Serge Urbany, de Déi Lénk, a dénoncé quant à lui une politique qui ne sert pas les Grecs, mais seulement le service de la dette. Tout a été dévalué en Grèce : le salaire minimum, les allocations chômage, les remboursements santé, les pensions, et les prix de l’énergie ont augmenté. C’est pour lui une politique néolibérale qui, avec l’aide du Luxembourg, a conduit le pays à la récession et la pauvreté. "La Grèce nous offre l’image de notre propre futur", a-t-il lancé, et c’est ainsi toute l’UE qui aura un problème, à moins de changer de politique.
Dans sa réponse aux députés, Luc Frieden a constaté qu’il y avait un large consensus en faveur des mesures prises à l’Eurogroupe, mais que le même consensus existait sur le constat des incertitudes qui sont inhérentes à la situation et aux mesures décidées.
Les conséquences sociales des mesures que la Grèce a dû prendre sont un objet des discussions entre membres de l’Eurogroupe, a précisé le ministre, pour qui il n’est pas possible de mettre fin à certaines exigences, sinon au prix de devoir allouer encore plus de fonds au pays.
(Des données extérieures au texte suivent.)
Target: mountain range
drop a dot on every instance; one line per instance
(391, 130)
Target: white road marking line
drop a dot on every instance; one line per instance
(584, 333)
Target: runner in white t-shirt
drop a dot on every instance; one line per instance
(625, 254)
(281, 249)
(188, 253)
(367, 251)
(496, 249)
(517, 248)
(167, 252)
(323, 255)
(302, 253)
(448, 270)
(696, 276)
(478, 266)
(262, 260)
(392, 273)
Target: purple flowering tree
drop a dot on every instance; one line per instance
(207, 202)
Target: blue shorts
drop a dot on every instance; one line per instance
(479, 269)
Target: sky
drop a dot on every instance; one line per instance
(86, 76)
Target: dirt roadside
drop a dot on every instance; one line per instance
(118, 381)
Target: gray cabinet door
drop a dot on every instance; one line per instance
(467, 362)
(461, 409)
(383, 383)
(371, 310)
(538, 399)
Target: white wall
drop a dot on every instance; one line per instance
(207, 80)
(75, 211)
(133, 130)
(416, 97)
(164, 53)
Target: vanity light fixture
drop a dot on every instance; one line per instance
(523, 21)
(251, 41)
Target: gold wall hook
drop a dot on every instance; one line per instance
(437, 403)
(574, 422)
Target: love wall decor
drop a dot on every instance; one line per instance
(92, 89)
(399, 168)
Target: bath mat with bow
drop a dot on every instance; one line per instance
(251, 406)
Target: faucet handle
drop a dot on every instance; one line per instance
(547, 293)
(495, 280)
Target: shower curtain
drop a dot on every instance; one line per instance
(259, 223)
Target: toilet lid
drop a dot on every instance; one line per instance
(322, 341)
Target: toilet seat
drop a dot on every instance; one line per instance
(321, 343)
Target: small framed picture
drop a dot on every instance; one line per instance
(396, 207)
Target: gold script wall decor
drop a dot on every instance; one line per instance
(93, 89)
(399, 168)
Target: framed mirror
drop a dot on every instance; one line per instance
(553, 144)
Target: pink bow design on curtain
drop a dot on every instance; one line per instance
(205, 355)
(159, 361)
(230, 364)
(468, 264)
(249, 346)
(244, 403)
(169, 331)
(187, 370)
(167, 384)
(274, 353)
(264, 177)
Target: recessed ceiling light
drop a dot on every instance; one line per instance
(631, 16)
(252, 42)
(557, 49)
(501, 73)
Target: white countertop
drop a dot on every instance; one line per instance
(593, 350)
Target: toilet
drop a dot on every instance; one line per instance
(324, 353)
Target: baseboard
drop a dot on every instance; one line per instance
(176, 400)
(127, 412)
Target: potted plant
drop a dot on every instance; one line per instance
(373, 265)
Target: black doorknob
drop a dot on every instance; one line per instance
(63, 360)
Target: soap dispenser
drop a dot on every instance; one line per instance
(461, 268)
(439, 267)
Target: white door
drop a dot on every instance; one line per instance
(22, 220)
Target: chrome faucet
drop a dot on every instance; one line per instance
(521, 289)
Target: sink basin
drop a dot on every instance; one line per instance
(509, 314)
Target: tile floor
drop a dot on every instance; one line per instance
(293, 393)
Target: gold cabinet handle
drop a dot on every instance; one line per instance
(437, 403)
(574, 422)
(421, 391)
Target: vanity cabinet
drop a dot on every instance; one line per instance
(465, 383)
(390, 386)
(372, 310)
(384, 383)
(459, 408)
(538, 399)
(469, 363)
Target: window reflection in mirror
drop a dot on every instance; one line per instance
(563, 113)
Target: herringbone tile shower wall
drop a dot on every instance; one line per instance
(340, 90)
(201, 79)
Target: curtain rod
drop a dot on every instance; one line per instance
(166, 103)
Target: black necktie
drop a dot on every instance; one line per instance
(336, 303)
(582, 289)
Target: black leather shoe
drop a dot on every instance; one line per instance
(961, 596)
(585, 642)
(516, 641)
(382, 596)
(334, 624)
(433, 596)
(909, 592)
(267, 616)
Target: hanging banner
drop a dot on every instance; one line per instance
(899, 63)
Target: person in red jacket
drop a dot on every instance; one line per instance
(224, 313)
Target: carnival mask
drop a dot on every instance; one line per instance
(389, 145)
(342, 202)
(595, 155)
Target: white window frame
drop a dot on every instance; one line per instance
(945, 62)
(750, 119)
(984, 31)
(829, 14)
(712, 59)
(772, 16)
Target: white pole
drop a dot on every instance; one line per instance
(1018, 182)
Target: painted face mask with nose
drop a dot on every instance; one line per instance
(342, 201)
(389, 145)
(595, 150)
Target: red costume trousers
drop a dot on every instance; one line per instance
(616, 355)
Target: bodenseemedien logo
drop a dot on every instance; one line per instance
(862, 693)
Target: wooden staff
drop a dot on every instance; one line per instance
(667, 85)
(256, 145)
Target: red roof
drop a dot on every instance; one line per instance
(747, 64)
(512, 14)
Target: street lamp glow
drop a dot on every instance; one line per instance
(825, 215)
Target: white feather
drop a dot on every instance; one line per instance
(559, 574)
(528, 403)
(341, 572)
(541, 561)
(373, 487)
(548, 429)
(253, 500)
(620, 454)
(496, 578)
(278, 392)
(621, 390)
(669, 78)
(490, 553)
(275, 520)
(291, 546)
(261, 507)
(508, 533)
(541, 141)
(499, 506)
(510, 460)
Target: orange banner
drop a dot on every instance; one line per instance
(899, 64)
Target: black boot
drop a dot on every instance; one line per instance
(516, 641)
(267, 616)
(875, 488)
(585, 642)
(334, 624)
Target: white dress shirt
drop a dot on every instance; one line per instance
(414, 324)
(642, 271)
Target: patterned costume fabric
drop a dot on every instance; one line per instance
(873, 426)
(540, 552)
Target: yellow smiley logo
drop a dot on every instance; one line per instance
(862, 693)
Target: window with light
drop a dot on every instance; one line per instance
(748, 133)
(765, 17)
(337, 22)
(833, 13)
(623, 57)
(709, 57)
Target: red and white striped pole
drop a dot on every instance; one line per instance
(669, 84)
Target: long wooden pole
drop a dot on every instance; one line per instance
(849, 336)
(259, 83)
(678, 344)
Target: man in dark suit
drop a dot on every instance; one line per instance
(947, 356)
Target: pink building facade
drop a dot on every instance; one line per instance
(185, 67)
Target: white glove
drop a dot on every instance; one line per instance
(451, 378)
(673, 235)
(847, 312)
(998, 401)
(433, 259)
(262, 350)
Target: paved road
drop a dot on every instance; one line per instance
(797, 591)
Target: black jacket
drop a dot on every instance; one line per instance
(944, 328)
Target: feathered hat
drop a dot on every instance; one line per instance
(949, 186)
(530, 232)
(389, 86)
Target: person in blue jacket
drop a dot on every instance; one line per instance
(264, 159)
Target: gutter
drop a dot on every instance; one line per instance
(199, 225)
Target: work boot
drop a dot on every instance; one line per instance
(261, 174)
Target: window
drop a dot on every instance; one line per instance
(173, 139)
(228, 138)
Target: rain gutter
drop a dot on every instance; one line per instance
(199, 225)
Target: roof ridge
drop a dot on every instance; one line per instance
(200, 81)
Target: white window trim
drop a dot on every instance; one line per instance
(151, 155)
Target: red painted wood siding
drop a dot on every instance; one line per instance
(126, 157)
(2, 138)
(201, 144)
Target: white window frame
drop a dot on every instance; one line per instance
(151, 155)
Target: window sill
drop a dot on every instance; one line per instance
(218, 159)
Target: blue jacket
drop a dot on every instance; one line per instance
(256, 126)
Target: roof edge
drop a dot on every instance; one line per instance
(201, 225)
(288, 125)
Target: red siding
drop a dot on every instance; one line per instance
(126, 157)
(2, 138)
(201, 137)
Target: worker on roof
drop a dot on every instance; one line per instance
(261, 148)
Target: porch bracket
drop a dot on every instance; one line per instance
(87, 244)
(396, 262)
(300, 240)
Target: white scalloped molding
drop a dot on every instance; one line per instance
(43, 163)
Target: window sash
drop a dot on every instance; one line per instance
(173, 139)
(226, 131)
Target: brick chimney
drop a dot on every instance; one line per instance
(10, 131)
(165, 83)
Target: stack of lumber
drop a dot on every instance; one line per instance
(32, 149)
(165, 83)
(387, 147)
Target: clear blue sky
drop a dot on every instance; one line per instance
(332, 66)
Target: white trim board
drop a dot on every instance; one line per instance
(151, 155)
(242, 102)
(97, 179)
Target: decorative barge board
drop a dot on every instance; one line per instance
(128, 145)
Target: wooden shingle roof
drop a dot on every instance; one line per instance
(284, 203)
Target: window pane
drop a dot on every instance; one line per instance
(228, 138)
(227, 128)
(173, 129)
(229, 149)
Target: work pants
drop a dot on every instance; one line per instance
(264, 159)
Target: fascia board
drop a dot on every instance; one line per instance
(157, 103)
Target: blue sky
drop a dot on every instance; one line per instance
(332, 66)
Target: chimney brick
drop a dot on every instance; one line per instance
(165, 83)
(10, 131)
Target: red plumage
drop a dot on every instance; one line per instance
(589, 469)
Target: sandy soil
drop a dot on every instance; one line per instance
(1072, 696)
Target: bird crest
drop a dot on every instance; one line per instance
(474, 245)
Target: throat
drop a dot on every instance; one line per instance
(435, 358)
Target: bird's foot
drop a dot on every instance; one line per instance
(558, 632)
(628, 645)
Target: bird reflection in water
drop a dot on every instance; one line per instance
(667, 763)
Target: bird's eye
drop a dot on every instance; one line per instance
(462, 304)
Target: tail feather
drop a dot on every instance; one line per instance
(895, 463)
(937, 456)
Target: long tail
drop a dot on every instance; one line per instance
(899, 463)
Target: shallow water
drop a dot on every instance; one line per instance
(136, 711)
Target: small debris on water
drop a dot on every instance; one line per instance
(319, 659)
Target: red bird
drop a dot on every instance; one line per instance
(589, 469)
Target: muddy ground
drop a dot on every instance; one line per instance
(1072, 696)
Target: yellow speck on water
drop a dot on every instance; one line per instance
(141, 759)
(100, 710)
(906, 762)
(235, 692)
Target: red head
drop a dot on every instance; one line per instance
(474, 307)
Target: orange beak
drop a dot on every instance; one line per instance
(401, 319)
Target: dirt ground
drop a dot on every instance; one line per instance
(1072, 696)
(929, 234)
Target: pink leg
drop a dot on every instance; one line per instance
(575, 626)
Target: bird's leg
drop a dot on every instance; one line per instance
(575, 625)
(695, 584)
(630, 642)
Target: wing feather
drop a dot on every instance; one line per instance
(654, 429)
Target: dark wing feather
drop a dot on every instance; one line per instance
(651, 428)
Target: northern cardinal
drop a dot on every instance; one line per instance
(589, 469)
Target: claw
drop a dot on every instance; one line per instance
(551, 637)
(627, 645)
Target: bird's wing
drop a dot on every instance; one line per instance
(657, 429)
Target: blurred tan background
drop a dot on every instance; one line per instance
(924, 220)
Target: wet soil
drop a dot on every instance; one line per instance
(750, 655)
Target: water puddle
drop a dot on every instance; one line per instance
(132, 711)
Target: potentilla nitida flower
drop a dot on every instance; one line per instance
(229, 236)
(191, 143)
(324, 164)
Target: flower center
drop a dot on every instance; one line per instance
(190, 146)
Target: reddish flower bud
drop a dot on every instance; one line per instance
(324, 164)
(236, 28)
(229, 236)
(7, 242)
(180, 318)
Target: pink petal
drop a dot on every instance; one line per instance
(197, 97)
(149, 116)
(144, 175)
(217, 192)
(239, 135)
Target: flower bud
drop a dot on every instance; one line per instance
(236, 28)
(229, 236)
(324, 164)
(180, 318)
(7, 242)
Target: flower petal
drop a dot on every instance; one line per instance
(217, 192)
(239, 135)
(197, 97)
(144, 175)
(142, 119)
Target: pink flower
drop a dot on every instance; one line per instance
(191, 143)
Les effets des réformes sont effectivement durs à court terme, mais ils seront profitables à long terme, estime Luc Frieden, qui dit que cette opinion est partagée par le gouvernement grec, pour lequel c’est la seule voie pour que la Grèce retrouve sa souveraineté réelle.
La décote, a-t-il enchaîné, est une mesure que les marchés attendent pour se rabattre dans la foulée sur l’Italie, de sorte que tous veulent éviter la décote, mais sans pouvoir l’exclure. Il a aussi admis qu’il était très difficile de savoir quelle serait la situation dans huit ou dix ans, mais que cela n’empêchait pas que l’on continue de se doter d’une feuille de route.
Quant à la dégradation de la note AAA à AA1 de l’ESM par l’agence de notation Moody’s, il a dit qu’elle est la conséquence de la dégradation de la note de la France, mais qu’il ne comprenait pas en quoi cela pouvait toucher à l’ESM, par lequel on a voulu couper le lien direct avec ses Etats membres. "A mes yeux, cette dégradation de la note de l’ESM n’est pas justifiée", a-t-il conclu.
Et si tous les pays à programme ont été traités de manière différente, c’est parce que leur situation est très différente, a répondu Luc Frieden à Alex Bodry.
Il a approuvé l’idée de consulter la Chambre de manière rapide et efficace pour la faire participer au processus de décision.
Quant à l’exposition du Luxembourg en cas de décote grecque, Luc Frieden n’a pas livré de chiffre précis, mais des paramètres pour l’estimer : le prêt bilatéral du Luxembourg dans le cadre du 2e programme d’aide à la Grèce est actuellement de 139 millions d’euros. EFSF et ESM auront fini par transférer 144,6 milliards d’euros à la Grèce. Le Luxembourg a sa part au capital de l’ESM qui est de 0,2497 % qui équivaut à 2 milliards d’euros de garantie. Et, a-t-il précisé, une décote n’aura pas d’effet sur le budget.